Prozess um Kinderarzt: Eine tränenreiche Entschuldigung

Die Anwälte sagten, dass ihr Mandant noch einmal eine Chance verdient habe und auch daher die Verwahrung der falsche Weg sei. Der Kinderarzt hatte bereits seine Approbation zurückgegeben, ihm droht nun auch noch ein lebenslanges Berufsverbot. „Er hat alles verloren, was er hatte“, sagte Verteidiger Ralf Schönauer.

In seinem letzten Wort entschuldigte sich der 41-Jährige mit tränenerstickter Stimme nochmals für seine Taten. Er wisse, welchen Schaden er bei den Opfern angerichtet habe. Er werde alles dafür tun, sich Hilfe zu holen. Zudem versprach er, sich nicht wieder an Kindern zu vergreifen.

Der Augsburger verging sich auch an Kindern von Bekannten

Der Augsburger hatte rund 15 Jahre lang reihenweise Buben missbraucht. Für Schlagzeilen sorgte die Entführung eines Fünfjährigen im niedersächsischen Garbsen. Der Mann lockte das Kind in sein Auto, betäubte es mit einem Medikament und verging sich an dem Jungen in seiner Zweitwohnung in Hannover. Später setzte er das benommene Opfer an anderer Stelle wieder aus.

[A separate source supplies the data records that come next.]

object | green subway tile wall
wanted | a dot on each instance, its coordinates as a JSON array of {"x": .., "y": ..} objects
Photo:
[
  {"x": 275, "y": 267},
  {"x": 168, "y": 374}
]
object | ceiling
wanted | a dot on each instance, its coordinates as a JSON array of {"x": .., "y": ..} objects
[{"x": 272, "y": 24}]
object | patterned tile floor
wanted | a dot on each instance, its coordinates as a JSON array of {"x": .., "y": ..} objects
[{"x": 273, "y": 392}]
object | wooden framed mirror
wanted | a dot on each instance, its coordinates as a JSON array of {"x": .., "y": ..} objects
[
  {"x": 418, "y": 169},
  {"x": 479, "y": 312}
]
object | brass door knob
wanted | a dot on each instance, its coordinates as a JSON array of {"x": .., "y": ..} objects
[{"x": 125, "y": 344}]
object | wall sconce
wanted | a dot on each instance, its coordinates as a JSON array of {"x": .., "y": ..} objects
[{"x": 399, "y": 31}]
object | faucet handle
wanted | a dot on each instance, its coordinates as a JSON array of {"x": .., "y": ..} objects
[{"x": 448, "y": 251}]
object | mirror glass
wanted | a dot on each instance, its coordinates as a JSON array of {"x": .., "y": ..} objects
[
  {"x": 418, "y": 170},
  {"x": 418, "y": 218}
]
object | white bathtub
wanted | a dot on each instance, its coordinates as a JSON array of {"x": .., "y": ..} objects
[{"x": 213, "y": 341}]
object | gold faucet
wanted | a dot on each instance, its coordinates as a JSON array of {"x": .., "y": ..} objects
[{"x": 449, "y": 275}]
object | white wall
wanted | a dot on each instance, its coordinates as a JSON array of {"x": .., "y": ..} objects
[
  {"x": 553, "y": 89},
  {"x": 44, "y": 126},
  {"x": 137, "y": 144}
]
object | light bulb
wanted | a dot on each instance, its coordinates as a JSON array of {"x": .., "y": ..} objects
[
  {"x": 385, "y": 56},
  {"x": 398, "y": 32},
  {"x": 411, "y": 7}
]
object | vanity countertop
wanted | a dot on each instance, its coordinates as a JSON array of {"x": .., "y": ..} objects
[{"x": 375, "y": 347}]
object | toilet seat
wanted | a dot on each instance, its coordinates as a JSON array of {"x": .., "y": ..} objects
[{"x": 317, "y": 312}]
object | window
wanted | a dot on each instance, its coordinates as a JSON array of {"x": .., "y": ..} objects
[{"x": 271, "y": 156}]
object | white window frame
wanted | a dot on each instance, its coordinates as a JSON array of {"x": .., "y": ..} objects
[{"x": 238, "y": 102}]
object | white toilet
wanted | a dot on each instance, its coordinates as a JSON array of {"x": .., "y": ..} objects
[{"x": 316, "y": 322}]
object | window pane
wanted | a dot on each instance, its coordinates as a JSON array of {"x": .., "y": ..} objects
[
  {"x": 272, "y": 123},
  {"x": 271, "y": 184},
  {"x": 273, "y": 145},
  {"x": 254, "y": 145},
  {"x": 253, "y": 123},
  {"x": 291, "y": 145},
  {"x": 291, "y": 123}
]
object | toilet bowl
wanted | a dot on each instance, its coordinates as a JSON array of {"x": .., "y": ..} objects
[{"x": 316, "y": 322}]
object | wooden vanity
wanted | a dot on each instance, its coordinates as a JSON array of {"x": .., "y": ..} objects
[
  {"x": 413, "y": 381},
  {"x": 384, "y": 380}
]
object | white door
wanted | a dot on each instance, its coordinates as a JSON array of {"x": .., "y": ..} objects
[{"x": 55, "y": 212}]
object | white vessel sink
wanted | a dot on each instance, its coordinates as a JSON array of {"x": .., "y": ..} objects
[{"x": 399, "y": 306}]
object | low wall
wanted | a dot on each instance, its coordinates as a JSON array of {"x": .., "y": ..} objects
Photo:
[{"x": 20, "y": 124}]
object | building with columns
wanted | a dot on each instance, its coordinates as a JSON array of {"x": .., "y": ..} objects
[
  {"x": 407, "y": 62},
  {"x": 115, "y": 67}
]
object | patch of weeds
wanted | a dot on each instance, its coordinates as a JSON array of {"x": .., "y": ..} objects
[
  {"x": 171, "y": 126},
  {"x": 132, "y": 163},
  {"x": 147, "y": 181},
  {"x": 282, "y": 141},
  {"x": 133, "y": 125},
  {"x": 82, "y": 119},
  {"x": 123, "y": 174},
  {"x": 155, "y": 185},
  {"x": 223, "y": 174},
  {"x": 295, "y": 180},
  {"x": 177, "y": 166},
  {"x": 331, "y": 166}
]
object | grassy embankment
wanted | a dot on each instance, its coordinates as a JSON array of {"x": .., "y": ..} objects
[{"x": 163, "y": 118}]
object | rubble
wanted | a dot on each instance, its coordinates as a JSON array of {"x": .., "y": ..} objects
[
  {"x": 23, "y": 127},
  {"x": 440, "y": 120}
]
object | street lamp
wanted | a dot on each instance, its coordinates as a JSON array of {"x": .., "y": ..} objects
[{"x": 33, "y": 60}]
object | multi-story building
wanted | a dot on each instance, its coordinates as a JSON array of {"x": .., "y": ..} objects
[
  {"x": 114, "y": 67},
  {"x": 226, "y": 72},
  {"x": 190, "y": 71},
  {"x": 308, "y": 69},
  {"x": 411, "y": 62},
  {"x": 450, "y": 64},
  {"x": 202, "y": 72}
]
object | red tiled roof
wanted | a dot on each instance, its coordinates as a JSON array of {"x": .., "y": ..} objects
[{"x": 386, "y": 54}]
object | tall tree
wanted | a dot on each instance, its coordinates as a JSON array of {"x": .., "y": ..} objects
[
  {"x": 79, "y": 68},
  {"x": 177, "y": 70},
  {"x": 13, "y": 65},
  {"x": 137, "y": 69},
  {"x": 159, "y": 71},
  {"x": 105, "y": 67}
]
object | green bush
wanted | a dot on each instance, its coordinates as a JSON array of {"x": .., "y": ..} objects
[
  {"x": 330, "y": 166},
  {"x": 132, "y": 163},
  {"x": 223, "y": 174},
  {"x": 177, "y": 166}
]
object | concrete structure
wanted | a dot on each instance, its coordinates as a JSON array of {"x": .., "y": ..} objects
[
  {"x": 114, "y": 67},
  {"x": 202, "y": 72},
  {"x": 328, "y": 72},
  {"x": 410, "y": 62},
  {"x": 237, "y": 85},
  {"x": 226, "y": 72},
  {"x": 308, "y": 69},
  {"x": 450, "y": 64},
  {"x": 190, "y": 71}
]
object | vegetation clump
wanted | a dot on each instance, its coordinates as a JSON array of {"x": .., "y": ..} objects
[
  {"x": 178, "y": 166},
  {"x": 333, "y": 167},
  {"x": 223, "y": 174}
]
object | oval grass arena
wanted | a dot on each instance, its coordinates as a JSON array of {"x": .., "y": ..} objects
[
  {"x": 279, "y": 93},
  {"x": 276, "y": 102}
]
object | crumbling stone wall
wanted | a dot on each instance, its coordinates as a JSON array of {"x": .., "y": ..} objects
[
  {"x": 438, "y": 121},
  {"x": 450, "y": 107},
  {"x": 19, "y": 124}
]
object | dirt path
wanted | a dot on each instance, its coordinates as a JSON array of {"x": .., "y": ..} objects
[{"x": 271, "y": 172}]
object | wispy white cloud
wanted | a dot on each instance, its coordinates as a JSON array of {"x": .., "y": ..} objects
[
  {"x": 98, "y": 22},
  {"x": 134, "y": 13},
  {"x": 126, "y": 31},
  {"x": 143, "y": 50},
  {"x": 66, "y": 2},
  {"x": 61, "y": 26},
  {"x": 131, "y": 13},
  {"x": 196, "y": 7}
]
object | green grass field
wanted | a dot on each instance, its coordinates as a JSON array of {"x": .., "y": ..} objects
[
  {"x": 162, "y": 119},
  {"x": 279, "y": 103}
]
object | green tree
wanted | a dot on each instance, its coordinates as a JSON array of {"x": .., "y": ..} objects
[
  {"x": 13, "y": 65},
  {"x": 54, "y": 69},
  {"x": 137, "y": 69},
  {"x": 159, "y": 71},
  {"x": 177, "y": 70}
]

Mehrfach hatte der Mann zudem in Augsburg und München Buben angesprochen und in Tiefgaragen oder Keller missbraucht. Auch Taten in seinem Bekanntenkreis gab es. Da er zudem ein leitender Notarzt des Bayerischen Roten Kreuzes (BRK) war, organisierte der Mann unter dem Namen der Hilfsorganisation Ausflüge für Grundschüler. Dabei ging es nach Ansicht der Staatsanwaltschaft ausschließlich darum, weitere Opfer zu finden. Das BRK wusste nichts von diesen Ausflügen.